Similar corroboration is obtained for load size: the 3.9–5.8 m³ range reported in this study overlaps almost exactly with the 4.6–5.7 m³ reported by Strimbu and Boswell [28] and is still comparable with the 7–8 m³ reported by Pedofsky and Visser [29], although a bit smaller. In addition, in all cases, the load size was estimated based on the tree count and combined with the average piece size. That was considered a source of uncertainty when analysing the data from the present study, although it is probably not such an inaccurate method for estimating the payload size, considering the general consistency of the results.

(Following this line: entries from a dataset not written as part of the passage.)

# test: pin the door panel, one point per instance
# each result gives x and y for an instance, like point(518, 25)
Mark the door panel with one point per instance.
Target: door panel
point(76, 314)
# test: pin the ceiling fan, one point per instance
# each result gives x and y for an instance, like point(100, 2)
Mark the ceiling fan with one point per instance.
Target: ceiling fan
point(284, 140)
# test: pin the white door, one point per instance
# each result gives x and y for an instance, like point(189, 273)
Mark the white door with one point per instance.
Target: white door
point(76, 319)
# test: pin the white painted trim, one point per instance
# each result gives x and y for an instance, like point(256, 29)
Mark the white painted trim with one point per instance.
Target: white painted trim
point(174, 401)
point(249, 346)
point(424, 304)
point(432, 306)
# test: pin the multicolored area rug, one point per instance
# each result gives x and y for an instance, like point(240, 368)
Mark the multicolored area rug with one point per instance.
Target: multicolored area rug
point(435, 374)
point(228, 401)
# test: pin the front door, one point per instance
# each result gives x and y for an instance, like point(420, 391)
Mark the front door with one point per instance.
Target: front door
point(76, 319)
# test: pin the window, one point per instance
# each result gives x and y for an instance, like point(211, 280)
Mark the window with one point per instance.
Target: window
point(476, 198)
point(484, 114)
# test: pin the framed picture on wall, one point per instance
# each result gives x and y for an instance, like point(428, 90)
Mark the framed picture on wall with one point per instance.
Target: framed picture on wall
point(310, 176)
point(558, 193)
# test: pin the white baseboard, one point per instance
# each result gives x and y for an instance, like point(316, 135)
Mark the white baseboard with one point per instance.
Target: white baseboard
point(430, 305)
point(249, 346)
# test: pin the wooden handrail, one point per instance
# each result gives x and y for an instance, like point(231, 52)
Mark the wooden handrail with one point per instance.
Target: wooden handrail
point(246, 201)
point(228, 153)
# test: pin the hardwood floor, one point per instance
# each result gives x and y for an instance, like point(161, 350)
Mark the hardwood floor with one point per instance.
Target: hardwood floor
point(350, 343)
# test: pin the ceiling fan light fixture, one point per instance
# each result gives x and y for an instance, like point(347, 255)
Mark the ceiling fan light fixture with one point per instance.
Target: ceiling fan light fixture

Similar corroboration is also obtained for the site impact, which was covered by all three studies. Although each study used a slightly different soil disturbance assessment method, the results can be generally reconciled after consolidating some of their categories. In fact, all the studies clearly identify deep rutting and show that this impact category accounts for a very limited proportion of the study area: 9% here, 12% in Pedofsky and Visser [29], and 8–10% in Strimbu and Boswell [28]. The latter study is the only one to offer a direct comparison of winch assistance vs. conventional in terms of the site disturbance and indicates a reduction of ca. 25% in soil scalping and rutting when under the winch-assist treatment, which matches expectations. Unfortunately, our study cannot offer a similar comparison because both treatments (i.e. winch assistance and conventional) were tested over the same trails. Yet, winch-assist extraction is already promoted in Europe and in North America for its lower soil impact, as derived from the avoidance (or dramatic reduction) of wheel slipping and machine sinking, and the incidence of deep soil disturbance found in this study is comparable or lower than that found for traditional lightly mechanised operations in the Mediterranean mountains [35]. Of course, the visual assessment method used in all these studies offers an incomplete evaluation of the soil impact, as it cannot account for compaction, which is another major component of traffic-induced damage. However, on the steep slopes where winch-assist technology is deployed, rutting is an equally serious concern, due to the high risk of erosion incurred by mountain sites. In that regard, our study may relieve some of these concerns, since it indicates that the surface affected by rutting is very small. Of course, this may change with changing soil conditions, especially with variations in the soil moisture content (m.c.). Unfortunately, the study did not determine the soil moisture content at the time of traffic, so we cannot offer a reference moisture content value for the encouraging results of this study. However, the operations manager introduced the skidder under what he assessed to be favourable soil conditions and would have halted operations if the soil was too wet for safe, environmentally sound operation. Therefore, we can state that, under suitable work conditions, winch-assist uphill skidding causes very little rutting.

5. Conclusions

Winch-assist technology is used to extend ground-based harvesting to challenging terrain conditions, including uphill skidding on steep terrain. This study confirms that such technology works as intended, but also that it must be used with some caution. In particular, winch assistance improves skidder productivity on moderately steep terrain, but not on the steepest sites. When the terrain gets too steep, the increment in the load size allowed through winch assistance does not compensate for the decreased travel speed, meaning that a general reduction in the load size seems to be the preferable option.